Kala terkekeh pelan. "Gue aja nggak kenal," jawabnya—enteng.
"Lah, ajaib amat lo?" celetuk kawan Kala. Kini atensinya beralih pada gadis yang berada di hadapan Kala. "Hai ... kenalin, gue Bimo Sakti. Nama lo siapa?" ucap Bimo—kawan Kala. Ia mengulurkan tangannya ke hadapan gadis itu.
"Gladis, Kak ...," jawab Gladis. Ia menerima uluran tangan Bimo.
Bimo menyenggol lengan Kala sebagai kode 'jangan terlalu cuek!'.
"Kenalin, gue Lucio Nisacala, panggil aja Kala," ucap Kala. Ia mengulurkan tangannya.
Gladis menerima uluran tangan Kala. "Gladis, Kak ...."
"Lo dari prodi apa?" tanya Bimo.
"Ekonomi Pembangunan semester tiga," jawab Gladis, "Kakak sendiri?" lanjutnya.
"Kami dari Prodi Teknik Sipil semester tujuh," jawab Bimo.
"Hebat ya, Kak ... susah loh masuk ke prodi itu." Gladis tampak kagum dengan kedua pria yang berada di hadapannya.
"Biasa aja," ucap Kala.
"Sombong banget lo," balas Bimo.
"Bukannya sombong, semua orang sebenarnya bisa masuk ke jurusan favorit asalkan mereka mau belajar. Sekalipun mereka pasrah mau masuk ke jurusan yang paling gampang menurut mereka, tapi kalau mereka nggak belajar ya nggak bakalan bisa," jelas Kala. Rasional sekali pria tampan ini.
"Setuju sama pendapat, Kakak." Gladis melemparkan senyum manisnya ke arah Kala.
"Kenapa lo masuk ke prodi itu?" tanya Bimo.
"Karena aku suka sama pelajarannya, semua yang diawali dari hati pasti akan mudah dilakukan. Padahal aku nggak pengen jadi pengusaha, cita-cita aku jadi dosen, berhubungan aku suka banget sama pelajaran ekonomi jadi ambil prodi ini aja," papar Gladis.
"Kalau ada peluang lo jadi pengusaha, kenapa nggak jadi pengusaha aja? Masalah penghasilan sudah pasti jauh lebih besar penghasilan dari seorang pengusaha," pancing Kala.
"Kembali ke komitmen awal: apapun yang diawali dari hati pasti akan mudah dilakukan. Jugaan aku ini bukan orang kaya yang kalau mau jadi pengusaha udah ada yang modalin." Ia menjeda kalimatnya sambil terkekeh pelan. "Aku mau jadi dosen karena setiap ilmu yang aku kasih bisa jadi amal jariyah buat aku nanti." Wow, sungguh menarik pola pikir gadis ini.
Pesanan mereka datang, mereka menikmati santap siangnya masing-masing. Bimo pun ikut makan karena sebelumnya ia telah memesan menunya juga.
Lima belas menit berlalu, usai sudah acara makan siang mereka.
Kala memanggil pelayan kantin untuk membayar pesanan mereka tadi. "Semuanya berapa, Mba?" tanya Kala.
"Enam puluh ribu aja, Mas."
"Eh, aku bisa bayar sendiri, Kak," tolak Gladis.
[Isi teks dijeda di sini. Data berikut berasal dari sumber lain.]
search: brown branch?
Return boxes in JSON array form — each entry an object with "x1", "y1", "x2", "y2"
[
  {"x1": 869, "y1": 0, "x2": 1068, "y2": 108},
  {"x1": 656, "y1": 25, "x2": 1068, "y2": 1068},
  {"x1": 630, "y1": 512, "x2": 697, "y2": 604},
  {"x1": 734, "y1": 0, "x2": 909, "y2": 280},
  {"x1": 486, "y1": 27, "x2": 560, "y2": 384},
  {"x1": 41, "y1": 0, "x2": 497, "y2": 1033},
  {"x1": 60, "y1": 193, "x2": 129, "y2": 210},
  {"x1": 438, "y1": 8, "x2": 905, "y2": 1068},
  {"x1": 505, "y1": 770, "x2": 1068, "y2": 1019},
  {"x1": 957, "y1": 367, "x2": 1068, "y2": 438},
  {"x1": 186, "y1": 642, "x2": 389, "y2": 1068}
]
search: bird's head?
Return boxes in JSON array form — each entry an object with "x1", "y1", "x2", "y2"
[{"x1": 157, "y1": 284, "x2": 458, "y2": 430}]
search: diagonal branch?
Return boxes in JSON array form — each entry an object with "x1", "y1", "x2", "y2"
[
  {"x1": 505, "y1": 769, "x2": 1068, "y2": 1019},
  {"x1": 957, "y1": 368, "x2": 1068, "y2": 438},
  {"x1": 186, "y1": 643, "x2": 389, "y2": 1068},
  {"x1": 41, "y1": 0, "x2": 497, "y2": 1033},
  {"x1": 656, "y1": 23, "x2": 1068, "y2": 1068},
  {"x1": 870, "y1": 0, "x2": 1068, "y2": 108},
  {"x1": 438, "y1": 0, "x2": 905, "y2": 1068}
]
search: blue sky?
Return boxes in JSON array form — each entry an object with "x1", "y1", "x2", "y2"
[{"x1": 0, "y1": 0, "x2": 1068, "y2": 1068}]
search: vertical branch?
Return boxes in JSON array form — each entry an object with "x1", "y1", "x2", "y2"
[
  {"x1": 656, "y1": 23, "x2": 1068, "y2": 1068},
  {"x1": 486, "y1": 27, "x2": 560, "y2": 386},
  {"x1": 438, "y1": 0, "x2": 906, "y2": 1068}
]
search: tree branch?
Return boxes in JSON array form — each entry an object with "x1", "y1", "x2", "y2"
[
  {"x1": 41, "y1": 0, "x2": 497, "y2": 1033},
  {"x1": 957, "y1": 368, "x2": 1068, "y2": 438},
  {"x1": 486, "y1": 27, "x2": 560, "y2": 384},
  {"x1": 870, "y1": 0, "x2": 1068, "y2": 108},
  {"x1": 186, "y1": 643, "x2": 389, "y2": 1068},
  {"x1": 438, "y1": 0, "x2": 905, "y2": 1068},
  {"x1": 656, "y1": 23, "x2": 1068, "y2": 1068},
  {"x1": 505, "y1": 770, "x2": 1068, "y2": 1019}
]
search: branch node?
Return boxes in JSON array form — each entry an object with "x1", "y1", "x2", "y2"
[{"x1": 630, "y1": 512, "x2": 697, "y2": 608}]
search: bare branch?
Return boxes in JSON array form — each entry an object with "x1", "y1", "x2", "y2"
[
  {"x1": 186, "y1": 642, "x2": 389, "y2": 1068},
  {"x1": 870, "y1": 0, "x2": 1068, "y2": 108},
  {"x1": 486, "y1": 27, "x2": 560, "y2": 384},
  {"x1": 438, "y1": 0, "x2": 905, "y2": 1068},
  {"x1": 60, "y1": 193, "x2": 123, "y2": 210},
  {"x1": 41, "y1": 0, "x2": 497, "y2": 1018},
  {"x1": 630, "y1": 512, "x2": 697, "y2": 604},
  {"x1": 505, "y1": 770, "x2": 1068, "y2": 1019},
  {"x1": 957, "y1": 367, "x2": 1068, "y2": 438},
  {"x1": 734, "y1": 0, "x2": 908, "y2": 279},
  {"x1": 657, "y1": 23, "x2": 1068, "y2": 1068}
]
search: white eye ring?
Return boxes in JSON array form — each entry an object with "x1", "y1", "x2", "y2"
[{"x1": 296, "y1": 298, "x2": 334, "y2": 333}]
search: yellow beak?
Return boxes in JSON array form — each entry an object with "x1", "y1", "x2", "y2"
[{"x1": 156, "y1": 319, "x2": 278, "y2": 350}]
Kala tak menanggapi gadis itu, ia menyerahkan uang pas kepada sang pelayan kantin.
"Ini, Kak ...." Gladis menyerahkan uang pecahan 20 ribu kepada Kala.
"Apa?" tanya Kala.
"Buat gantiin uang makanan aku," jawab Gladis.
"Nggak usah," jawab Kala.
"Pokoknya harus diterima, aku masih mampu kok bayar makananku sendiri," kukuh Gladis.
"Ya udah, deh, kalau lo maksa." Begitu enteng Kala mengucapkan; seolah tanpa beban; atau malah terkesan cuek; tidak ada usaha sama sekali untuk menolaknya.
"Eh, buset ... bokap lo kaya, kaya gitu aja lo terima. Dasar, kanebo kering!" umpat Bimo. Kala akan tampak seperti kanebo kering hanya ketika diawal saja karena jika sudah kenal, maka ia akan bersikap biasa saja seperti orang-orang pada umumnya.
"Lumayan buat jajan adik gue," jawab Kala.
"Ya udah, Kak ... aku pamit dulu," pamit Gladis.
"Maafin temen gue ya, Dis ... jangan kapok buat ketemu sama kita lagi," ucap Bimo. Ia merasa tidak enak hati.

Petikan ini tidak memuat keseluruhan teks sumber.